When a hunter takes a photo with the animal, there’s no feeling of callous detachment from the life of that animal; there’s only admiration for the wildlife, and excitement over the nutritious food that the animal will provide. I can assure you that any photo I’ve taken with any animal I’ve killed has not done justice to the emotions I’m feeling in the moment. I would encourage non-hunters to remember that when you see one of these photos and feel a strong emotional response, know that we do too, whenever we look back on them. Although it can look like arrogance, it’s not. What you’re seeing is probably best summarized by gratitude, humility, and happiness.

It might be better represented by this photo.

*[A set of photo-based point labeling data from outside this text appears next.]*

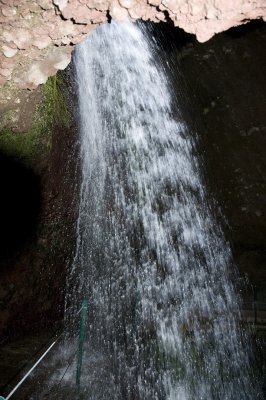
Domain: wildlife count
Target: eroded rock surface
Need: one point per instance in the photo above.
(37, 37)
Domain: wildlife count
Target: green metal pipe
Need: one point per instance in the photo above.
(81, 342)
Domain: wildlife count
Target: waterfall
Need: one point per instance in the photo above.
(163, 315)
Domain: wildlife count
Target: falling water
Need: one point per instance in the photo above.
(163, 313)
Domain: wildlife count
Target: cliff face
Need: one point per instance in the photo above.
(37, 37)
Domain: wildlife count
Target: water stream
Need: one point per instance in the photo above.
(150, 259)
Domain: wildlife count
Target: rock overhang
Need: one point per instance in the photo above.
(37, 38)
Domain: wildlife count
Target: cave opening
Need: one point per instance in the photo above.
(20, 204)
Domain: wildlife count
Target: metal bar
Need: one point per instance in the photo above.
(28, 373)
(81, 342)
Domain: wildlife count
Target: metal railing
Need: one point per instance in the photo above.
(83, 311)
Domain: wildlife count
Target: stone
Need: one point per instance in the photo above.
(7, 36)
(127, 3)
(22, 38)
(9, 11)
(46, 4)
(61, 4)
(8, 51)
(117, 12)
(5, 72)
(42, 42)
(101, 5)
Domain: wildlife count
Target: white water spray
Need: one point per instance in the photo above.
(154, 266)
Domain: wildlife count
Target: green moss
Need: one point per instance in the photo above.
(37, 141)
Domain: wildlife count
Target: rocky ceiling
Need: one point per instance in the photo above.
(37, 37)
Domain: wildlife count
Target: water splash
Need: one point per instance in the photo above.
(163, 312)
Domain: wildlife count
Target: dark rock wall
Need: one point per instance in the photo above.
(38, 235)
(225, 82)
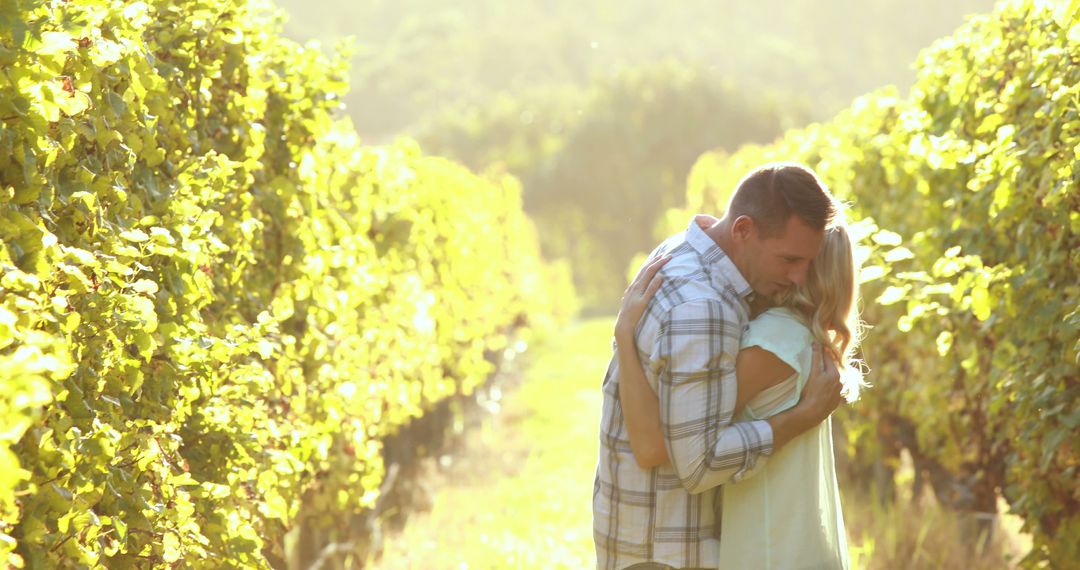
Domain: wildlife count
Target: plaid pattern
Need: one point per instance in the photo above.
(687, 340)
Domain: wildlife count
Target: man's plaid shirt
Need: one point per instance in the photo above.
(687, 341)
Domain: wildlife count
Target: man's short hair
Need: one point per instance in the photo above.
(772, 192)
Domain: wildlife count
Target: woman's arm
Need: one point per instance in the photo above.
(640, 408)
(757, 369)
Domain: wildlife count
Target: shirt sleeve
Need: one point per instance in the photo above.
(696, 351)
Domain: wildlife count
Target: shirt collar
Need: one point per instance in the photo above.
(723, 272)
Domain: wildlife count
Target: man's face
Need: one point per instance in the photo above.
(777, 263)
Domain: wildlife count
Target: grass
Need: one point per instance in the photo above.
(520, 496)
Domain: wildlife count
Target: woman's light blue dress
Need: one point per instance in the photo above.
(787, 516)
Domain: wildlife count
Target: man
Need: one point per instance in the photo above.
(662, 517)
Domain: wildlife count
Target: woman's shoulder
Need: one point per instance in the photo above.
(780, 323)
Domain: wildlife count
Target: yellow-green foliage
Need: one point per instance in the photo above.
(973, 286)
(213, 299)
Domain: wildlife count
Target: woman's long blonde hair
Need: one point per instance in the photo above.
(827, 304)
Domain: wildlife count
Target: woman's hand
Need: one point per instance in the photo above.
(637, 296)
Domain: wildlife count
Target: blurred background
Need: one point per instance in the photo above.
(599, 107)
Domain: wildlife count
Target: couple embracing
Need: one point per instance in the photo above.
(733, 345)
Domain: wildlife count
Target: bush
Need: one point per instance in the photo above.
(213, 298)
(972, 282)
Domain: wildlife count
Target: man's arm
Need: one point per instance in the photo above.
(697, 348)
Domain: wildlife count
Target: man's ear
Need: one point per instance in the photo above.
(743, 228)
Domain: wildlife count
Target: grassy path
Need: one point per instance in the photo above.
(522, 494)
(520, 497)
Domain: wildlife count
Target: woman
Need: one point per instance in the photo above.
(787, 515)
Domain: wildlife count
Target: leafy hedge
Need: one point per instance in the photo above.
(214, 300)
(972, 284)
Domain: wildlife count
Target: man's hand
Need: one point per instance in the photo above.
(822, 393)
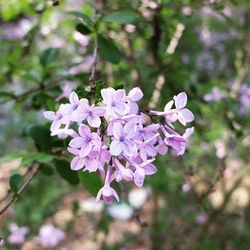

Donnie Vincent with caribou

Christopher Columbus, painting by John Vanderlyn.

For other great examples, check out Remi Warren or Donnie Vincent.

Now, to hunters reading this, I offer some ideas for how we can try to address this conundrum. In every hunt, there is a story. Like all good stories, these usually involve struggle, some success, laughs, disappointment, excitement, and a host of minute experiences that you really “had to be there” to understand. Tell of these moments with the pictures. In the captions to the photos, tell the story articulately, sensitively, and in a way that truly represents how you think about the hunt. Be honest about the emotions, even when those are ones of wild happiness. We shouldn’t be afraid to take pride in an accomplishment, but we can do so with modesty. I encourage other hunters not to think of this as pandering to anti-hunters; think of it as an opportunity to be an ambassador of our lifestyle; take pride in the opportunity to show how positive hunting is in your life and for the ecology and conservation of wildlife. As always, show the animal respectfully and think about how you can represent your relationship with that individual animal through the photograph. These pictures can give others the chance to reflect on their own emotional responses to hunting and explore a different form of wildlife photography, and we really want them to come out the other side with a more positive outlook than when they started.

We rarely have the time necessary for long conversations in which we can fully express our opinions and feelings about these topics. Often, it’s the photographs of our hunts that friends and family see and that make their way around social media sites. We might only have that 1 minute someone spends looking at our picture to tell the story and represent the complex relationship hunters have with wildlife and the natural world. We need to use each of these minutes.

They say a picture is worth a thousand words. Sometimes, even a thousand is not enough; but we can at least start with those thousand words and use them to their fullest potential.